Plant Grown From Mystery China Seeds to Be Removed After Man Says It's 'Growing Like Crazy'

An Arkansas man who sowed mystery seeds he received from China has revealed the resulting plant is "growing like crazy." The local Department of Agriculture is set to remove the plant from his property for further study.

Doyle Crenshaw of Booneville told 5 News: "We brought them down here and planted the seeds just to see what would happen, every two weeks I'd come by and put Miracle-Gro on it and they just started growing like crazy."

Crenshaw told The New York Times that he had ordered blue zinnia seeds from Amazon, but received the unidentified seeds in a package labeled as containing studded earrings. Crenshaw said: "It's a really pretty plant. It looks like a giant squash plant."

Seeds
A miller holds buckwheat's seeds in his hand on November 6, 2017 in Guehenno, western France. Americans have been receiving unsolicited packets of mystery seeds from China in what the USDA believes is a brushing scam. AFP/Getty

Mysterious packets of unidentified seeds from China have been sent to addresses across the U.S. and Canada. On Monday, the USDA said that it had identified some of the seeds that Americans have received from China.

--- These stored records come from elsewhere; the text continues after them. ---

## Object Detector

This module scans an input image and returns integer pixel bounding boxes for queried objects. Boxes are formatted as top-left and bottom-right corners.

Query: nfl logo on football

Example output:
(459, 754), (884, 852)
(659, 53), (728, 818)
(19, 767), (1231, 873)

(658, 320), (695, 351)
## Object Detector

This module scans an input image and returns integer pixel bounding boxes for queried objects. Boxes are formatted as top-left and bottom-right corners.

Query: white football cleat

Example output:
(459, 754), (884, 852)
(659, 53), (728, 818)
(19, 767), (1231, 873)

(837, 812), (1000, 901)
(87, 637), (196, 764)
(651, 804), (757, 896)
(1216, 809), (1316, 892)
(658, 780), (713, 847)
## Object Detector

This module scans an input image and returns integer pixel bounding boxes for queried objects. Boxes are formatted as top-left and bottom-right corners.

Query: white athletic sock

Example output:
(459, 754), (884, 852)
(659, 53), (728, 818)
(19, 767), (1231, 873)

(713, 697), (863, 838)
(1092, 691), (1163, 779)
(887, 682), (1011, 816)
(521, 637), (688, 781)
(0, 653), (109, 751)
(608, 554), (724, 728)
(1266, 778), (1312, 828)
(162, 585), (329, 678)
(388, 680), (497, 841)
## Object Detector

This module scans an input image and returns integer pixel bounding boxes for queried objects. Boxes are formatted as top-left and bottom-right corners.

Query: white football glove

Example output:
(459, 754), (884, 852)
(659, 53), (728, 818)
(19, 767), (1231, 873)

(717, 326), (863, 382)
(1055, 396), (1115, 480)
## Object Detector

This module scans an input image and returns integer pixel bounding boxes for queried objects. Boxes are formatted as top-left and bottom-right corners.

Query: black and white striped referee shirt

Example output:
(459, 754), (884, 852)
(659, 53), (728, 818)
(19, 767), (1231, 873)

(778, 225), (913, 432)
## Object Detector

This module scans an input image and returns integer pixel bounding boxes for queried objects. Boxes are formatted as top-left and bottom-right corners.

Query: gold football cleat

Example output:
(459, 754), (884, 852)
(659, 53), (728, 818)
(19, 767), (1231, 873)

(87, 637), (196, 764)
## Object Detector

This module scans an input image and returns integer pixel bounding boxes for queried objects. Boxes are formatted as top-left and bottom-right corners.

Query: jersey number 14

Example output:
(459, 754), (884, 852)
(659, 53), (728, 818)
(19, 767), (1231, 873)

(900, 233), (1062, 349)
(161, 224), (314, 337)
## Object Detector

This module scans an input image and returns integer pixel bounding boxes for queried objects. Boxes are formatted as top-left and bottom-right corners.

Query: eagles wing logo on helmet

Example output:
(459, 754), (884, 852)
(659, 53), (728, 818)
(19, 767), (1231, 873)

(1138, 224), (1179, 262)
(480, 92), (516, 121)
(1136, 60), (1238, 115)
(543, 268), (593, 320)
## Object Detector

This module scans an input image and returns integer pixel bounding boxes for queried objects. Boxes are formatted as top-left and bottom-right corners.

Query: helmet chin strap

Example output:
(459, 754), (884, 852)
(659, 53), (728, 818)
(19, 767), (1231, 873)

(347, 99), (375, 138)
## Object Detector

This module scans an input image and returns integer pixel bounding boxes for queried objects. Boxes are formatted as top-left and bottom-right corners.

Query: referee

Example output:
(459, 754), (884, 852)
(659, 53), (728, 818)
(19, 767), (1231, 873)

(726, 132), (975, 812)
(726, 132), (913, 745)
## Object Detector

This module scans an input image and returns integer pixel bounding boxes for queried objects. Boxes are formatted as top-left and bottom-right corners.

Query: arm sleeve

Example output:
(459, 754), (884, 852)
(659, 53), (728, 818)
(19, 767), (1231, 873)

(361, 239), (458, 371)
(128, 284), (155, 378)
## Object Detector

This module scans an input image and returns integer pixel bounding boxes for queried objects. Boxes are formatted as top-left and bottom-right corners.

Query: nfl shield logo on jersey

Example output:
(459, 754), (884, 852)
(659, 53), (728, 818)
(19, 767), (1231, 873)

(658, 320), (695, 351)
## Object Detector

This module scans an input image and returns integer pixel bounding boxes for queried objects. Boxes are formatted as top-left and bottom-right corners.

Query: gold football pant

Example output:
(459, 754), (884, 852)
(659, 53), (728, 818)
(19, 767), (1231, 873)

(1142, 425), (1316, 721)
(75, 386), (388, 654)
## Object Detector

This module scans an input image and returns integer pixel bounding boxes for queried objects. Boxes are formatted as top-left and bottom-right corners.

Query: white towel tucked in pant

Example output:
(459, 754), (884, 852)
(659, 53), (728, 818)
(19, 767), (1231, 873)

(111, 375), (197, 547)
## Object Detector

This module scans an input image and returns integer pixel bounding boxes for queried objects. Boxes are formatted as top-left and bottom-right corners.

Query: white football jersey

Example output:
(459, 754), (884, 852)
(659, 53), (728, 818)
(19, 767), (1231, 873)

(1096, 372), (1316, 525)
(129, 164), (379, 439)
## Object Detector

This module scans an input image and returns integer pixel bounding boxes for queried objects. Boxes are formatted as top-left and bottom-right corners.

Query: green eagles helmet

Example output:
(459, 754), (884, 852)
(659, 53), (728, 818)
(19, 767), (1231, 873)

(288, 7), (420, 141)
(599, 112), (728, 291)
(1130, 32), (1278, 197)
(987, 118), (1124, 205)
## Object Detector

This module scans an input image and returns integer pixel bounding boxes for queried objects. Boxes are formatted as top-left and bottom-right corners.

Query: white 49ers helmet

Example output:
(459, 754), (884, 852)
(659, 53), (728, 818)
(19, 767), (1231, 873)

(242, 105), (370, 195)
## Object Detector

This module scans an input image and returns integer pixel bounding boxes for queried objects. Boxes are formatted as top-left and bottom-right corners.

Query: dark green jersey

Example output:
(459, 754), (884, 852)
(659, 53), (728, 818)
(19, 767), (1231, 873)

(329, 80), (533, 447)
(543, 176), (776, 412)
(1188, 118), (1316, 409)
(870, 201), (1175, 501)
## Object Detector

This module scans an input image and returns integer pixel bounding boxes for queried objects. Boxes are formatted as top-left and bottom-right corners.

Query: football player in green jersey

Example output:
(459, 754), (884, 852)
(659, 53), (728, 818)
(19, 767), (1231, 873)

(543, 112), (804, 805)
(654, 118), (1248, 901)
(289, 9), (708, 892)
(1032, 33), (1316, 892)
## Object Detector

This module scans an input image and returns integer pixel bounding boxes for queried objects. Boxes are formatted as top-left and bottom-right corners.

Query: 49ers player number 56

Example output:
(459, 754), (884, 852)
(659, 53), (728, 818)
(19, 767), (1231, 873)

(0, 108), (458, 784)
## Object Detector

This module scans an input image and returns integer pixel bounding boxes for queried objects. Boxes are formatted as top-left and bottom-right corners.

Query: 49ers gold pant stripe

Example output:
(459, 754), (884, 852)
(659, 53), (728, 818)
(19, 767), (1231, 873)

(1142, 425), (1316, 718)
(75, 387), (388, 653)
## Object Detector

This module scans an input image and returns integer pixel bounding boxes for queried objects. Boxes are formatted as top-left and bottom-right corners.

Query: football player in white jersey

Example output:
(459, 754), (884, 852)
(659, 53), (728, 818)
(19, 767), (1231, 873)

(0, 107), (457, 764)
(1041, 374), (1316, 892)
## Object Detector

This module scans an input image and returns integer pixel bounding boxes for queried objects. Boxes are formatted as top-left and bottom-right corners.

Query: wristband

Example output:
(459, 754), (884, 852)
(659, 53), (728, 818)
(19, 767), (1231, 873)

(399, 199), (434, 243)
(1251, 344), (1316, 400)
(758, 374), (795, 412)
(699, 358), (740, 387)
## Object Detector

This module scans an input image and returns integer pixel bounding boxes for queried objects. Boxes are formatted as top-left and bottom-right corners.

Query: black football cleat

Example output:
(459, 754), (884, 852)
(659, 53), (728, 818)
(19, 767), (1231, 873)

Osama El-Lissy, a member of the USDA's Animal and Plant Health Inspection Service, said: "We have identified 14 different species of seeds, including mustard, cabbage, morning glory and some herbs, like mint, sage, rosemary, lavender, and then other seeds like hibiscus and roses."

The USDA said in a statement that they believe that the seeds are being mailed as part of a "brushing scam," which involves a seller sending a buyer an unsolicited item to then post a fake customer review and boost sales.

The statement said: "USDA is currently collecting seed packages from recipients and will test their contents and determine if they contain anything that could be of concern to U.S. agriculture or the environment."

While some seeds have been identified, the USDA is encouraging anyone who receives a packet of unsolicited seeds to mail them to a State or Federal agriculture office instead of planting them.

However, China has asked the U.S. to return the mystery seeds so that they can conduct an investigation. Chinese foreign ministry spokesperson Wang Wenbin said during a news briefing: "Plant seeds are articles prohibited as imports or in transit or admitted conditionally for UPU [Universal Postal Union] member countries.

"China Post strictly follows the UPU provisions and prohibits seeds from conveyance by post. USPS [United States Postal Service] recently found some packages of seeds with address labels suggesting they were sent from China."

Multiple states, including Arizona, Virginia, Washington, Louisiana, Kansas, Utah and Ohio, have all reported residents receiving unidentified seeds from China since July.